R の CV誤差の確認


x1 <- c(-1.69,-1.5,-1.3,-1.1,-0.9,-0.7,-0.48,-0.42,-0.05,0.09,0.39,0.48,0.59,1.0,1.08,1.29,1.5)
y <- c(-0.15,-0.25,-0.2,-0.14,-0.21,0,0.34,0.35,0.8,0.75,0.4,0.2,0.15,-0.05,-0.1,-0.35,-0.39)
n <- 17

getcv <- function(b,lambda,y) {
    rbf <- rbfdot(sigma=b)
    k <- kernelMatrix(rbf, x1)
    k2 <- k + lambda * diag(n)
    h <- solve(k2) %*% k
    mean(((y - (h %*% y))/(1 - diag(h)))**2)
}

β=1 で固定。
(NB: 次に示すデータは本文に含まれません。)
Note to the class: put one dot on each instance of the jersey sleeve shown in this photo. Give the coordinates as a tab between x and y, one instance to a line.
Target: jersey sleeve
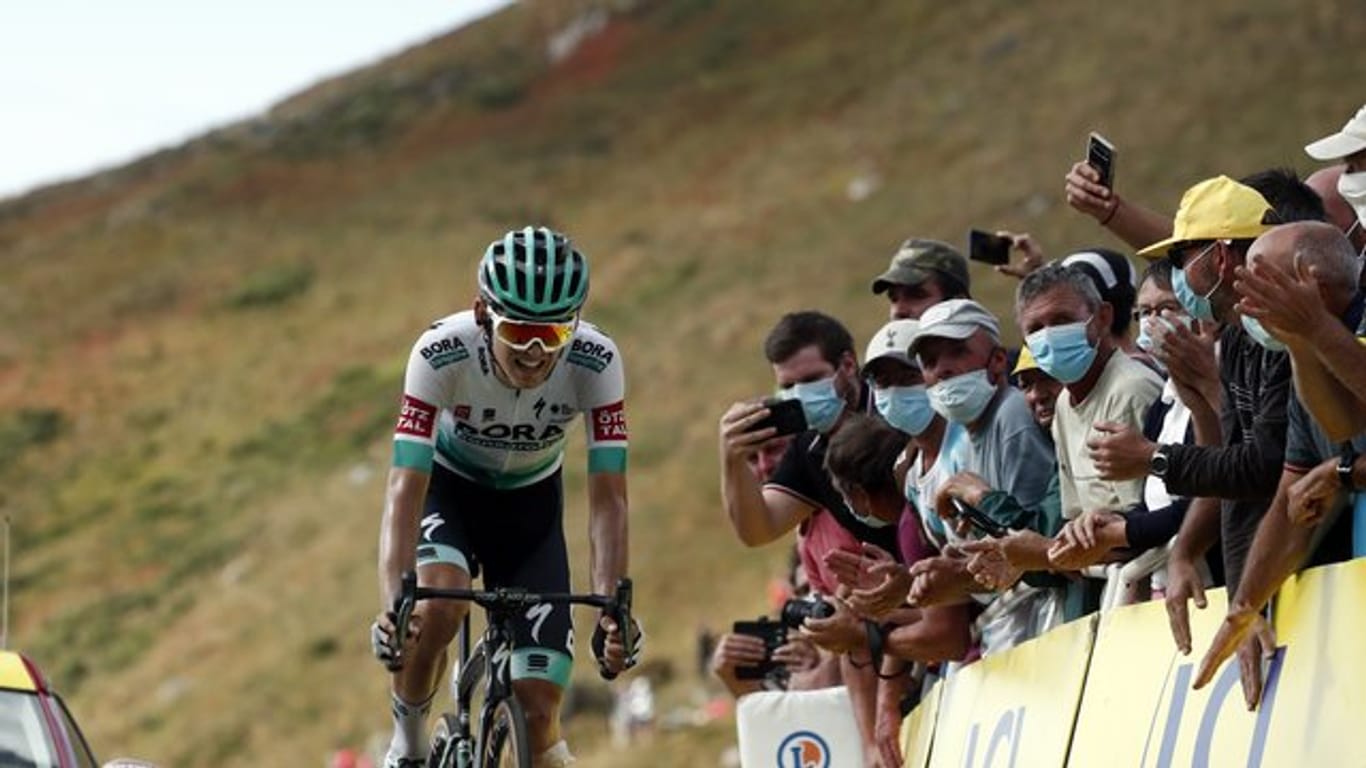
424	391
601	380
λ=0.00000001, 0.001, 1,0 で確認

> getcv(1,0.00000001,y)
[1] 0.3993206
> getcv(1,0.001,y)
[1] 0.01512193
> getcv(1,1.0,y)
[1] 0.02984302

λ=0.001 で固定。β=0.1, 1.0, 10 で確認

> getcv(0.1,0.001,y)
[1] 0.04060114
> getcv(1,0.001,y)
[1] 0.01512193
> getcv(10,0.001,y)
[1] 0.01612822
>

点の数が17個しかないので、λは相当小さくしないと、CV 誤差は大きくならない感じ。
テキストでも 10^{-6} だ。